If $n=2$ so $x+y\notin I_1$ implies $$x+y\in I_2\Rightarrow x\in I_1\Rightarrow I_1\subset I_2\Rightarrow J\subseteq I_2$$
Suppose the theorem holds for some $n$. $x+y\notin I_1\Rightarrow \exists k,I_k\ni x+ry$ for infintely many elements as above.
 A: Here's a solution, it has nothing to do with commutative algebra, this is purely linear algebra.
Let's proceed by induction.
The case $n=1$, is obvious. I've treated the case $n=2$, in the comment above.
Assume that we have proved the result for $1,..., N-1$, and take $E$ a $k$-vector space, $W_1,...,W_N$ sub vector spaces of $E$ and $V$ a sub vector space contained in $W_1\cup...\cup W_N$.
If $V\subset W_1$ we're done, and if $V\subset W_2\cup...\cup W_N$ we're done too by the induction hypothesis.
So we may assume that we can find $x\in V$ s.t $x\in W_1$, $x\notin W_2\cup...\cup W_N$ and $y\in W_2\cup...\cup W_N$ and $y\notin W_1$.

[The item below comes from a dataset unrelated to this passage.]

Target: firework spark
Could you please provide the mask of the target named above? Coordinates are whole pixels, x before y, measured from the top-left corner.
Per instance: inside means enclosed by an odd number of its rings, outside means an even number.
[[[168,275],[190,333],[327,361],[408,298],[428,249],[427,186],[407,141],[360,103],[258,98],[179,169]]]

As $k$ is infinite, the elements $x+ty$ are all in $V$ and there a infintely many of them, so 2 of them must lie in a $W_k$.

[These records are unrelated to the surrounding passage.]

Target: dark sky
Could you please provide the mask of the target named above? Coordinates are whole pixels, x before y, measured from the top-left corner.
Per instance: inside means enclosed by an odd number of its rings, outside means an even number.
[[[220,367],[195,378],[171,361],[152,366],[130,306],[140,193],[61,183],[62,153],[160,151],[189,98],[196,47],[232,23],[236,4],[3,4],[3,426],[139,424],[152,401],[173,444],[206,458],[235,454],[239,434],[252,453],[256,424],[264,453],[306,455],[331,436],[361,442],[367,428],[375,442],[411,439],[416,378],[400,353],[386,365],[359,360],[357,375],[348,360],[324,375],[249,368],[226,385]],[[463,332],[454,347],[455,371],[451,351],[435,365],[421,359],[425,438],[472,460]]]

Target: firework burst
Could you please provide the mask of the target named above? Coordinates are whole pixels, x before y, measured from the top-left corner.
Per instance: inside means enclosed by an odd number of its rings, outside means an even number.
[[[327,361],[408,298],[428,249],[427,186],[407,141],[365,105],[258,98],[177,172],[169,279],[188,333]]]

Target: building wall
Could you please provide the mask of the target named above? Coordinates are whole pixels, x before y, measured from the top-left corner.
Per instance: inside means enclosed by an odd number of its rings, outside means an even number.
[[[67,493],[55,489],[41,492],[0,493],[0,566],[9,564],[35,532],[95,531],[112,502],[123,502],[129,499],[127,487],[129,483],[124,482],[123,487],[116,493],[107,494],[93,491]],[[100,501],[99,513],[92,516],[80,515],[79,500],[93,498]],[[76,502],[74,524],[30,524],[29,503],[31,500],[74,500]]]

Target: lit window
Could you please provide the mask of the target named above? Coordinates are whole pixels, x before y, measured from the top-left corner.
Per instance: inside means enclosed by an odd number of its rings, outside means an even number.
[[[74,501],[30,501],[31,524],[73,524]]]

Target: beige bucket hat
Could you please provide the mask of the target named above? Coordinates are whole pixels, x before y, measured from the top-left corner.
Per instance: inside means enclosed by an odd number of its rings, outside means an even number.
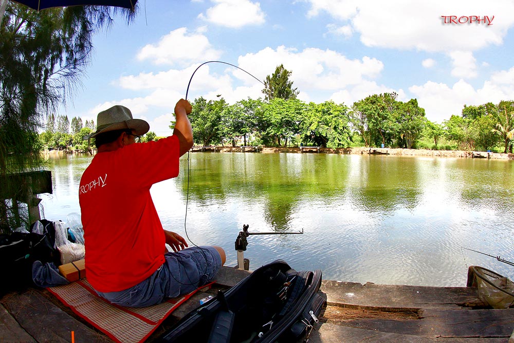
[[[142,119],[133,118],[130,110],[124,106],[116,105],[98,114],[97,131],[84,136],[83,139],[89,139],[101,133],[123,129],[133,130],[136,135],[141,136],[148,132],[150,125]]]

Wa have 2 case, if $x+ty$ and $x+sy$ both lie in $W_1$, with $s\neq t$, then $y$ lies in $W_1$ which we excluded. If $x+ty$ and $x+sy$ both lie in $W_k$ for some $k>1$ and $s\neq t$, then certainly $s\neq 0$ and $t\neq 0$ otherwise $x$ would lie in $W_k$, thus $x/s+y$ and $x/t+y$ lie in $W_k$ thus $x.(1/s-1/t)$ lies in $W_k$, which again is excluded.
As ideals are in particular $k$-sub vector spaces of the $k$-algebra $R$, this implies your statement.